I considered things like double or triple running the last X Jobs. That could work, but it would get complicated really quickly on the software and scheduling side. Plus it might not always help unless you were sure each job went to a geographically different area, otherwise a network or power cut would take out both copies. Again more complexity in the software. And worse, it would be wasting computing power, doing double or triple work for some percentage of each Run.
So what if we could assign the last X jobs to a set of agents that don’t often get cycled. Software-wise that’s still not trivial, but an order of magnitude less complex. And might not take a huge amount of cores. I priced out some medium density couple year old ‘off-lease’ Xeons, and we even had a tentative place to put them.
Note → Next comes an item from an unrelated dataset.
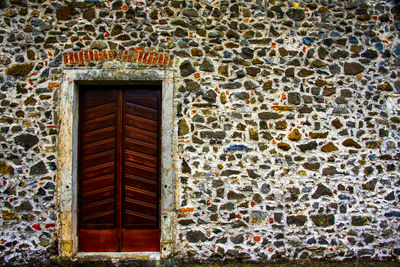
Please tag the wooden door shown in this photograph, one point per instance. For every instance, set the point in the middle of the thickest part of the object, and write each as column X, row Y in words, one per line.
column 119, row 148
But a loss in funding ( Thanx, Gov Bevin, Lobbyists, et. al ), that was no longer practical.
Then I came across the Intel Compute Sticks. I had seen them a year or two ago, cropped in some home-automation / IoT discussion, but I didn’t give them much consideration. However, now the original Atom versions are available at greatly reduced prices, and many of the driver and other issues appear to have been solved.
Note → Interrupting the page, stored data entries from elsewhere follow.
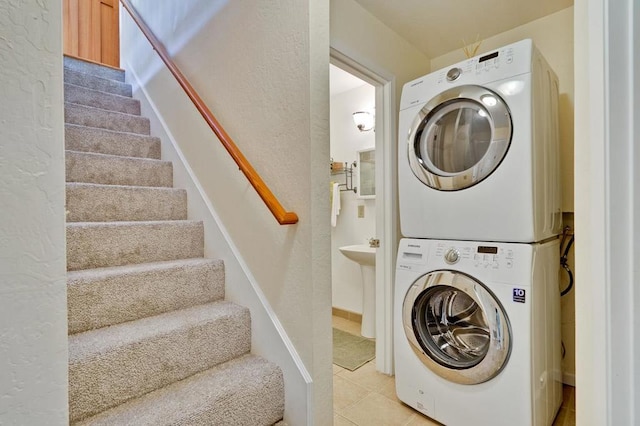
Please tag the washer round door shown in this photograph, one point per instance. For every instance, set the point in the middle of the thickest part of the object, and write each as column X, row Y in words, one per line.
column 457, row 327
column 459, row 138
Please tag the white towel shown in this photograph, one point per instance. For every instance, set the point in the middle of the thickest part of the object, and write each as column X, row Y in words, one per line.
column 335, row 204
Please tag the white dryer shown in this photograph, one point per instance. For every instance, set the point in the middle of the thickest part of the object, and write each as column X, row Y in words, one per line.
column 478, row 150
column 477, row 331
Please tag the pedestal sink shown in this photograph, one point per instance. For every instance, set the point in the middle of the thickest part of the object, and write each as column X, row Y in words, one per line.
column 365, row 256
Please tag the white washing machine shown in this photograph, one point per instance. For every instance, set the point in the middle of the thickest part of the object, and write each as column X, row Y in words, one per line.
column 478, row 150
column 477, row 331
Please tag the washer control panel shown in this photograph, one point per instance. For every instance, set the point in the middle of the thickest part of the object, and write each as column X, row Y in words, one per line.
column 477, row 256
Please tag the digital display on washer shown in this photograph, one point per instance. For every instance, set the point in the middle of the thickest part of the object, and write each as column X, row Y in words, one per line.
column 489, row 56
column 487, row 250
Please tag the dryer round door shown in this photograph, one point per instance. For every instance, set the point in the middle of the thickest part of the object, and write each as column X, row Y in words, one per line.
column 456, row 327
column 459, row 138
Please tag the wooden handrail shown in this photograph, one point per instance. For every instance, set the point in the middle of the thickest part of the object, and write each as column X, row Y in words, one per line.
column 282, row 216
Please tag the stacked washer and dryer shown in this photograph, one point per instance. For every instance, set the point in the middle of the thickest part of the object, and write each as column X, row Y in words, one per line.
column 477, row 304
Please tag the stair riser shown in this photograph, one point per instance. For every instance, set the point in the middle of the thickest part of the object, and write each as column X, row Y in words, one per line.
column 97, row 203
column 97, row 83
column 89, row 139
column 112, row 170
column 101, row 381
column 112, row 244
column 107, row 297
column 107, row 101
column 93, row 69
column 103, row 119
I went out on a limb and picked one up on sale for $45. The puny 1G RAM / 8G flash Ubuntu unit. I figured it would at least do as a proof of concept. I set it up, upgraded the supplied Ubuntu 14.02 ( to 14.04 ) and added the minimally required packages to actually execute a Job. I didn’t port all the agent code, as that will be a whole undertaking, but I moved over just enough to yank some Jobs out of an active Run and manually run them on the machine.
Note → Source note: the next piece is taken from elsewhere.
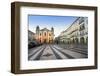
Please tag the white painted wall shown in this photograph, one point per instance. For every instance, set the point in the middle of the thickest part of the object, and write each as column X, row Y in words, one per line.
column 5, row 42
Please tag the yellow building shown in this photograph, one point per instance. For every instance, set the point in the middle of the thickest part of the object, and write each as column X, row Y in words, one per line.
column 44, row 35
Somewhat surprisingly it ran just fine and finished quicker than expected ( about 80% of the average run time ). Even more interesting was that, after I killed off all the GUI bits, there was plenty of RAM available. The Atom in the Stick has 4 cores. So I fired up 4 Jobs ( all are single threaded ), and while it heated the stick up a bit, and the run time of each job extended a bit ( still just u under 100% of the avg run time ), it all ran fine and didn’t run out of RAM.
Unusually the output of the Job was not an exact match to the output when ran on my iMac. However, the researchers assured me that this was normal and expected across operating systems.
So, time to budget and scale up.